Introduction

Orthostatic symptoms are defined as symptoms that occur when upright and are relieved by recumbence. Common orthostatic symptoms are dizziness, lightheadedness, weakness or tiredness, cognitive difficulties, blurred vision, anxiety, tremulousness, palpitations, nausea, clamminess, or sweating1, 2. Two orthostatic intolerance syndromes, orthostatic hypotension (OH) and the postural tachycardia syndrome (POTS), are thought to be responsible for these symptoms. Head-up tilt (HUT) is a standard test to evaluate orthostatic intolerance. However, even in a well-defined group of patients with orthostatic symptoms and documented OH, reproducibility of OH with HUT is relatively low3. Furthermore, patients with prominent OH during HUT can have no symptom during daily life (i.e., asymptomatic OH)1 or during HUT (i.e., hypotension unawareness)4. This discordance may relate to multiple mechanisms causing OH and the origin of orthostatic intolerance. Hence, we undertook a study with the following goals. First, we undertook a battery of autonomic function tests to separate these patients into categories of OH, POTS, and normal autonomic function. Second, we evaluated the ability of HUT to reproduce symptoms of orthostatic intolerance. Third, we evaluated if symptoms related to severity of autonomic failure.

Methods

We prospectively collected data from a series of consecutive patients with orthostatic symptoms who were seen in the Dongsan Medical Center Autonomic Reflex Laboratory from March 2014 to June 2015. We included all patients who experienced orthostatic symptoms while they were sitting or standing within the previous 6 months. We excluded patients under 10 years old. A standardized battery of adrenergic autonomic tests, including HUT, Valsalva maneuver (VM) and heart rate (HR) response to deep breathing (HRDB) test using Finometer devices (FMS, Amsterdam, The Netherlands) for recording the beat-to-beat BP and HR response, was performed in all patients according to a previously validated method for the diagnosis of autonomic dysfunction1. In addition to BP monitoring using Finometer, BP was obtained at baseline and every minute during the tilt using a manual sphygmomanometer (Tycos, Skaneateles Falls, NY, USA). Before autonomic function tests, all patients were asked to complete the Korean version of the orthostatic grading scale (KOGS), which is a validated tool for screening patients with orthostatic dizziness during daily life in Korea5.

Based on HUT, we divided patients into orthostatic hypotension (OH), POTS, or normal HUT groups. The tilt protocol included at least 10 min in the supine position and 20 min of a tilt at 70 degrees. OH was defined by a decrease in systolic BP (SBP) of at least 20 mmHg or a decrease in diastolic DBP (DBP) of at least 10 mmHg between supine rest for 10 min and an upright posture for 20 min6. OT was defined as a sustained HR increment of 30 beats per minute within 10 min of HUT in the absence of OH. For individuals aged under 19 years, the required increment is at least 40 beats/minute6. The reflex syncope was not included in our study. “Normal HUT group” was defined as a group of patients with previous history of orthostatic symptoms, but failed to develop orthostatic symptoms on HUT. We also investigated the orthostatic symptoms during HUT and divided the patients into 2 groups: symptomatic group (i.e., orthostatic symptom during HUT) and asymptomatic group (i.e., no symptoms during HUT). We made a list of orthostatic symptoms including dizziness or lightheadedness, blurred vision, chest tightness, shortness of breath, pain in the legs or back, nausea, cold sweating, tingling sensation on legs, headache, palpitation, tremor, tiredness, and cognitive problems. We asked to patients after HUT if the patient experienced symptoms on the list and allowed them to report other symptoms as well.
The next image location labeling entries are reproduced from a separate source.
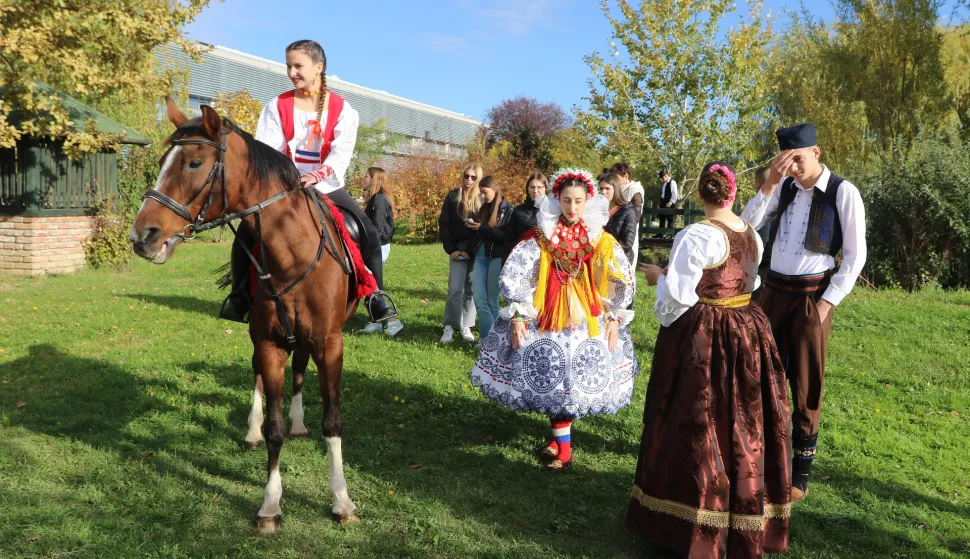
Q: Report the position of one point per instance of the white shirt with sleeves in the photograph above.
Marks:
(789, 255)
(695, 248)
(269, 130)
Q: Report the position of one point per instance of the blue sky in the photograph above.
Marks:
(461, 55)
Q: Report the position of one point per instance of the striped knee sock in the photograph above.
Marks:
(560, 431)
(804, 450)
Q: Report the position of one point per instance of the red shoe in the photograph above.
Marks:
(550, 452)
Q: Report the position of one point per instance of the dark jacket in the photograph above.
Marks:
(521, 220)
(381, 213)
(493, 237)
(452, 230)
(624, 226)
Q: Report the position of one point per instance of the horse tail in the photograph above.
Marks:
(225, 275)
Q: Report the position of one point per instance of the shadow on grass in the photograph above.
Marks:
(456, 452)
(202, 306)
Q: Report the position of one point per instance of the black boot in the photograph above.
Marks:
(379, 306)
(237, 304)
(804, 456)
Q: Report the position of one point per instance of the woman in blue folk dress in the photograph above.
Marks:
(562, 346)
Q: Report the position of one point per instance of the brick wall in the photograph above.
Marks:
(42, 245)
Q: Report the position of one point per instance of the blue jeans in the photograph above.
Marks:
(485, 289)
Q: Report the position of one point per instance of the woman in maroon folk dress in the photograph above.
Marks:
(713, 477)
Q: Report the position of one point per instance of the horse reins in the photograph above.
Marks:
(198, 225)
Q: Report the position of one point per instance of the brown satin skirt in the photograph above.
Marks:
(714, 474)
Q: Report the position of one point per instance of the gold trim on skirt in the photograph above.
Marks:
(735, 302)
(712, 518)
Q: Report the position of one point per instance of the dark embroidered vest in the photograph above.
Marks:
(824, 232)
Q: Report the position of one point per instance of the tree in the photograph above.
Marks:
(808, 88)
(685, 88)
(956, 65)
(527, 125)
(890, 57)
(572, 147)
(373, 142)
(239, 107)
(87, 48)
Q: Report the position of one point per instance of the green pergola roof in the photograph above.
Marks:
(80, 113)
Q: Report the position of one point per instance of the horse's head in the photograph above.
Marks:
(190, 177)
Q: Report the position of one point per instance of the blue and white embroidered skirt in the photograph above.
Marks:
(559, 374)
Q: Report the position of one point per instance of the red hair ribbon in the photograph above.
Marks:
(315, 130)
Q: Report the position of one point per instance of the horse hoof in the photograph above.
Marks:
(268, 525)
(348, 517)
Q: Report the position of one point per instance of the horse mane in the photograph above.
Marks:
(264, 162)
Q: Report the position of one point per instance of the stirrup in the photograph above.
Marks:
(229, 310)
(389, 314)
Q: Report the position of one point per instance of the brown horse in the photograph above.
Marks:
(214, 169)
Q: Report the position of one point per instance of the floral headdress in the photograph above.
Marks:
(565, 174)
(732, 182)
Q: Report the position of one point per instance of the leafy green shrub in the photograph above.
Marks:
(108, 244)
(918, 206)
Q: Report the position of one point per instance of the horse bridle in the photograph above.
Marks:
(197, 225)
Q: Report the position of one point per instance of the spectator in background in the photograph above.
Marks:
(379, 207)
(668, 197)
(488, 246)
(461, 205)
(632, 190)
(523, 217)
(624, 221)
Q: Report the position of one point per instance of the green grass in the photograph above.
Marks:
(123, 404)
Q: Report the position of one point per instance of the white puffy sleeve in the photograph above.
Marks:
(519, 278)
(622, 287)
(695, 248)
(269, 130)
(332, 174)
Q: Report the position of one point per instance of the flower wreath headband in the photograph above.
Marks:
(585, 177)
(732, 182)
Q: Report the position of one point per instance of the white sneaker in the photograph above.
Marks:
(393, 327)
(447, 335)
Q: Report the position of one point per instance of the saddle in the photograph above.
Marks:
(240, 274)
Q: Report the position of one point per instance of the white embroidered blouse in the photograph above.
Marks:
(305, 155)
(695, 247)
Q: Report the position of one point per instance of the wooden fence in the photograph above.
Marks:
(663, 237)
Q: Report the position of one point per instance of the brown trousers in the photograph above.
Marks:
(802, 339)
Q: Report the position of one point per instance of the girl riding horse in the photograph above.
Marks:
(317, 130)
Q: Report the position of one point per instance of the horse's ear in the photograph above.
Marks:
(212, 122)
(174, 114)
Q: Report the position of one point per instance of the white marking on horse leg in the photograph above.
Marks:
(297, 428)
(272, 495)
(255, 433)
(343, 507)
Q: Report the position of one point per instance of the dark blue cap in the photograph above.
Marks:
(795, 137)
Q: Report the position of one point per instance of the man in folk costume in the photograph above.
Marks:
(317, 130)
(812, 215)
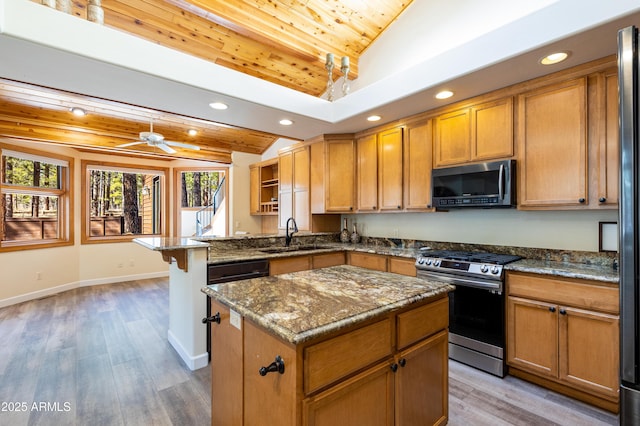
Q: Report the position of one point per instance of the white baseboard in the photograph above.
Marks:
(192, 362)
(70, 286)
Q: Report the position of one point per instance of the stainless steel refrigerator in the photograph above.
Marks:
(629, 225)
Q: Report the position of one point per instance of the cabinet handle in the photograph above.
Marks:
(275, 366)
(213, 318)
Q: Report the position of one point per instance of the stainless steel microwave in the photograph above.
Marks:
(480, 185)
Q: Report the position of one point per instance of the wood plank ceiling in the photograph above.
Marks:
(281, 41)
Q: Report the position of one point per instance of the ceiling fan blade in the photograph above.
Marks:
(130, 144)
(166, 148)
(183, 145)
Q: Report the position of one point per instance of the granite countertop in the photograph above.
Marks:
(566, 269)
(169, 243)
(303, 305)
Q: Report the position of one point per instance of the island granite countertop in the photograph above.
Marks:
(301, 306)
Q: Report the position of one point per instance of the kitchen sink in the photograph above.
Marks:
(288, 249)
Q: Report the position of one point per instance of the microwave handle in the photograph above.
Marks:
(501, 182)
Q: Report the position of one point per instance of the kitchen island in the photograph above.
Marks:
(337, 345)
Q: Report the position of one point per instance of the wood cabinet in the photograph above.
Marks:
(418, 158)
(480, 132)
(390, 157)
(552, 135)
(367, 173)
(566, 333)
(264, 185)
(356, 376)
(333, 174)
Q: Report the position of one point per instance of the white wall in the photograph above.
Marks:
(561, 230)
(27, 274)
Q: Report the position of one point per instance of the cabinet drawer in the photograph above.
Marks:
(328, 259)
(422, 322)
(369, 261)
(333, 359)
(564, 291)
(402, 266)
(289, 264)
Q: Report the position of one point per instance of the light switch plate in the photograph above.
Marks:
(234, 319)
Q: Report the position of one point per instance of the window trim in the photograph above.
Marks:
(177, 188)
(65, 198)
(85, 238)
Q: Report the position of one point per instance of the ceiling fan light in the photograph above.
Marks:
(78, 112)
(218, 105)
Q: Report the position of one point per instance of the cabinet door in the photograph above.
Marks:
(366, 399)
(608, 148)
(589, 350)
(421, 383)
(452, 142)
(269, 399)
(492, 130)
(226, 370)
(340, 176)
(390, 169)
(254, 190)
(367, 173)
(418, 153)
(553, 146)
(532, 336)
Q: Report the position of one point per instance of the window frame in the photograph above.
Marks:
(86, 238)
(65, 196)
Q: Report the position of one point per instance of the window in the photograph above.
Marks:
(122, 202)
(36, 199)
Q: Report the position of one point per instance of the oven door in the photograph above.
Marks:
(477, 314)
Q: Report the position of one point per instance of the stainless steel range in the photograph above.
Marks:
(476, 307)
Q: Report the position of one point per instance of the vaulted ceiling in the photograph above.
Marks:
(166, 60)
(281, 41)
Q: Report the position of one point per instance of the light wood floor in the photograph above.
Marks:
(99, 356)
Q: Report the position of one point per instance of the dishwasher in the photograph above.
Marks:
(227, 272)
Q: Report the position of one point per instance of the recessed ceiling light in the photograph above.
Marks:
(554, 58)
(218, 105)
(444, 94)
(78, 111)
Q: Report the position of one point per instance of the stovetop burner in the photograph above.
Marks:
(470, 256)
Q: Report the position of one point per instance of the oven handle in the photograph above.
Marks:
(495, 286)
(501, 182)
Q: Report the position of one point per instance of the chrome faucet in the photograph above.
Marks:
(289, 236)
For VM, patients were instructed to take a deep breath and blow into a syringe through a mouthpiece attached to a manometer for 15 s until expiratory pressure was reached to 40 mmHg. BP magnitude was determined for four phases, i.e., phase I, early and late phase II, phase III, and phase IV as previously described1, 7. A maximal drop in the mean BP (MBP) of more than 20 mmHg during early phase II was abnormal8. Late phase II was considered abnormal if the magnitude of the end of phase II did not exceed the baseline (i.e., a negative value) except men beyond the age of 60 years8, 9. Phase IV was considered abnormal if the magnitude of the phase IV response failed to reach the baseline (i.e., a negative value)8, 10. The difference in BP between the baseline and the end of phase II, and pressure recovery time (PRT) were calculated and determined as abnormalities from VM results10. According to the PRT results, we defined neurogenic OH if patients fulfilling OH who also had an abnormally prolonged PRT (≥5 seconds)11. A “flat-top” response, which indicated that the mean BP did not fall below baseline levels during phase II, was regarded as an incomplete study. The cardiovagal function was evaluated by the expiration (E): inspiration (I) ratio, the HR response to deep breathing (HRDB), and Valsalva ratio (VR) during VM.

We excluded patients who were receiving medications with potential effects on autonomic function, such as beta-blockers, anticholinergic agents, and antihypertensive drugs. All of the experiments complied with the tenets of the Declaration of Helsinki, and the study protocol was also reviewed and approved by Keimyung University Institutional Review Board. Informed consent was obtained from all participants.

We compared the clinical characteristics and autonomic test results between symptomatic and asymptomatic group with the independent-samples t-test for continuous variables and chi-squared test for categorical variables. We used Levene’s test for analysis of homoscedasticity for continuous variables. We calculated total statistical power and effect size and denied the statistical significance of the comparison if the power was not enough. One-way ANOVA and Tukey test for post hoc analysis were used to compare continuous variables between the OH, POTS and normal HUT groups. The mean value ± standard deviation (SD) is displayed. A probability of p < 0.05 was considered to be statistically significant.

Results

We identified 464 patients (237 men and 227 women) with autonomic symptoms suggesting orthostatic intolerance who performed autonomic function tests including HUT. The average age of the patients was 49.8 ± 22.27 years with a range from 11 to 92 years. We analyzed data from HUT result in all 464 patients and VM test result in 395 patients. One hundred three patients had hypertension, 75 diabetes, 52 stroke, 30 degenerative diseases such as Parkinson’s disease, multiple system atrophy or Alzheimer’s dementia, 25 polyneuropathy, 34 heart disease, 19 epilepsy, 12 thyroid disease, 8 cancer, 2 chronic renal failure, 3 fibromyalgia, and 1 spinal cord injury. Fifty-six percent of the patients (260/464) had no previous medical illness. Mean total KOGS score during an ordinary life was 5.6 ± 2.6 (range 1~15).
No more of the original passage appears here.